Alex Katz

ARTICOLO n. 51 / 2024

COME MI SONO AVVICINATO ALL’ACQUA

Una conversazione con Luca Massimo Barbero

Luca Massimo Barbero: Venezia è un luogo ineffabile e leggendario, associato alla pittura e soprattutto all’acqua. L’acqua in tutte le sue forme: la bruma, la laguna, il costante dialogo fra l’isola e i canali, e la potenza del mare che preme alle porte della città e talvolta la sommerge. Se pensiamo al titolo di una delle sue mostre, Unfamiliar Images, l’acqua potrebbe non essere il tema che associamo immediatamente alla produzione artistica di Alex Katz. Ci viene in soccorso, tuttavia, la recente analisi delle sue opere sviluppata da Éric de Chassey nel saggio Les Mondes Flottants [“I mondi galleggianti”, NdT], primo lavoro dedicato a Red Sails nonché introduzione a un collage decisamente straordinario, Sea, Land, Sky: niente potrebbe essere più adatto a un ritorno a Venezia, una città sospesa proprio fra questi tre elementi, mare, terra e cielo. Nei suoi dipinti, l’acqua come superficie riflettente è un soggetto che ricorre con frequenza. Qui, alla Fondazione Giorgio Cini, sarà esposta in un’unica spettacolare sala una raccolta di tele di grande formato dedicate all’oceano. Spesso i critici fanno riferimento alle onde di Manet, e al mondo galleggiante dell’imprescindibile, ossessivo e straordinario Monet. Qual è stato negli anni il suo approccio al paesaggio marino e alla figura immersa nell’acqua, che si tratti di un’anonima bagnante o di un personaggio riconoscibile? Cosa l’ha portata a riunire questi oceani straordinari, la loro profondità e tutta la luce e la vitalità di un mondo in costante rinnovamento?

Alex Katz: Mi sono avvicinato all’acqua quando facevo il guardiano notturno per la Jamaica Railroad di New York. Di mattina, la superficie dell’acqua di Jamaica Bay a New York diventava di porcellana, di tutti i colori più disparati, proprio come succede a Venezia. E mi chiedevo se fosse possibile dipingere una cosa del genere. Allora avevo sedici anni. Poi ho passato diversi anni nel Maine a cercare di dipingere la luce sull’acqua. Guardavo i dipinti di altri artisti e pensavo: “Che cosa non hanno colto?” Quali sono le qualità dell’acqua? Per dipingerla perfettamente devi mostrarne la trasparenza, il peso e il movimento, sono questi i tre elementi principali. Ricordo di aver osservato i dipinti di Winslow Homer. Era tutto giusto, ma l’acqua non aveva alcuna energia. L’artista che preferivo in termini di raffigurazione dell’acqua era Manet.

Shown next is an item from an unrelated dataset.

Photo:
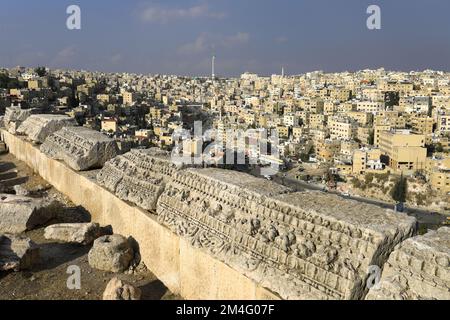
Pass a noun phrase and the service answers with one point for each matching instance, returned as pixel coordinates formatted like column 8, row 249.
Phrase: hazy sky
column 179, row 36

L.M.B. L’isola di San Giorgio e il grandioso Bacino di San Marco, come Venezia tutta, sono stati l’ambientazione che ha ispirato artisti da Tiziano a Tintoretto a Veronese, che per secoli hanno rappresentato un’intera iconografia della pittura figurativa. Che cosa pensa di questi artisti? Hanno mai suscitato il suo interesse? Come li definirebbe in relazione alle tematiche che hanno esplorato nelle loro opere?

A.K. Per mantenermi come artista intagliavo cornici tre giorni alla settimana. Gli intagli veneziani erano i più difficili perché le forme sono estremamente fluide. Tiziano, Tintoretto e Veronese: sono loro lo stile di Venezia, uno stile ampio e fluido. Quando ho visto per la prima volta le opere del Veronese al Louvre, a 35 anni, ero strabiliato. Davvero impeccabili. L’enorme ovale verticale di Giove che fulmina i vizi, inteso originariamente per il soffitto, ha un movimento e una potenza incredibili. Ha avuto un enorme impatto su di me.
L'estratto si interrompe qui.